El gran Tolkien conocía todos esos síntomas, los indicios, y podía hablar en primera persona debido, en gran parte, a las tristes vicisitudes socio-familiares de las primeras décadas de su vida hasta su definitivo adiós al Royal Army tras la Gran Guerra que vilmente había propiciado el ocaso de una generación europea. Su mundo literario está repleto de mitos e historias originadas bajo la exclusividad y excepcionalidad de una privilegiada cabeza. Huérfano de padre a una muy corta edad y de madre al cumplir los ocho años, cuando ya residía en Inglaterra tras sus primeros años en Sudáfrica, su evolución personal, espiritual y académica iba a estar estrechamente ligada a las orientaciones del padre Morgan, sacerdote católico de origen español. A pesar de la estigmatización de los católicos ingleses, los papists, en aquellas primeras décadas del siglo XX; Mabel, la madre del escritor, tuvo arrestos para mantenerse en sus trece y, con profundas convicciones, erigirse en el baluarte familiar de la fe católica que legaría a sus dos varones. Por desgracia, una inesperada enfermedad cortaría sus alas en la tierra para, desde el cielo, seguir volando con ellos entre los pasillos celestiales de la nueva religión que habían abrazado.
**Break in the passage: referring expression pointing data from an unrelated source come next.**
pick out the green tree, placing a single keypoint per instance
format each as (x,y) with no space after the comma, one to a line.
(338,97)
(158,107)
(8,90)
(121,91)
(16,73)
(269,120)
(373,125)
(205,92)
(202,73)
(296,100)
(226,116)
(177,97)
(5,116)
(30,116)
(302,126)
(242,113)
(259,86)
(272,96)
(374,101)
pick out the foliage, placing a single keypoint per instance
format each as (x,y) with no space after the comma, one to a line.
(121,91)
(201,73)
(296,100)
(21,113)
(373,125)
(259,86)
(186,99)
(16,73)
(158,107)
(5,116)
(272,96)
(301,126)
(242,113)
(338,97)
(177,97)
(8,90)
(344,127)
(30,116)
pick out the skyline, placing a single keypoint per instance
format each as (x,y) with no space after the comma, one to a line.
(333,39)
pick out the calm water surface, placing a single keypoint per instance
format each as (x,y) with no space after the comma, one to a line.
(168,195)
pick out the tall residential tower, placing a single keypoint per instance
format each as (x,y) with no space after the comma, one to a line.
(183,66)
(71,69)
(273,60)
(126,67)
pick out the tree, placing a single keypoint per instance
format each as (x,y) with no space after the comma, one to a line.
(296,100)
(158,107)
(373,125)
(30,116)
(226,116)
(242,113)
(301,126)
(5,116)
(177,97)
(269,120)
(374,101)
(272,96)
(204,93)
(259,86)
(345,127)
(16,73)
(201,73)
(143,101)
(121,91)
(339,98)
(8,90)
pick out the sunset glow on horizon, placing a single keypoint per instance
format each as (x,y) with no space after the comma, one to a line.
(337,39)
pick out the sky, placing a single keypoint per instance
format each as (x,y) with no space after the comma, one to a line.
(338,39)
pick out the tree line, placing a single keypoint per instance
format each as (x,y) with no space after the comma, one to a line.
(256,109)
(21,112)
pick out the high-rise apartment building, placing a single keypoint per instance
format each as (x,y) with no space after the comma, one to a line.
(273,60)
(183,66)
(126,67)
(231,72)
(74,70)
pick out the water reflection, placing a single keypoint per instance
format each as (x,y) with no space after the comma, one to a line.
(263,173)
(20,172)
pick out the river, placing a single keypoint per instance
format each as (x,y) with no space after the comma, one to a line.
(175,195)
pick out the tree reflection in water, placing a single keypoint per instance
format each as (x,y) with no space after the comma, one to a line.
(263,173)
Así, ese germen espiritual y católico brotó en Tolkien con una serie de aliados añadidos a su justa causa literaria. Entre ellos, una ingente imaginación, el estilete de las puertas del escapismo, esa alternativa de evasión que permitía su desafección respecto al mundo que le rodeaba. Y esa peculiar huida se vio acelerada por los combates, la adversa climatología, la incierta vida del soldado, la fiebre de las trincheras, la guerra de desgaste, la tierra de nadie y el prematuro adiós de miles de jóvenes en aquel dantesco escenario de dolor, muerte y sufrimiento.

Hoy, males endémicos como la incertidumbre, la mentira, el relativismo, el materialismo o la inmediatez andan cursando invitaciones en nombre del Mal ante un Bien resignado que anhela el fulgor de una llamada victoriosa, la de la luz en un camino que nos guíe a la derrota de nuestros enemigos.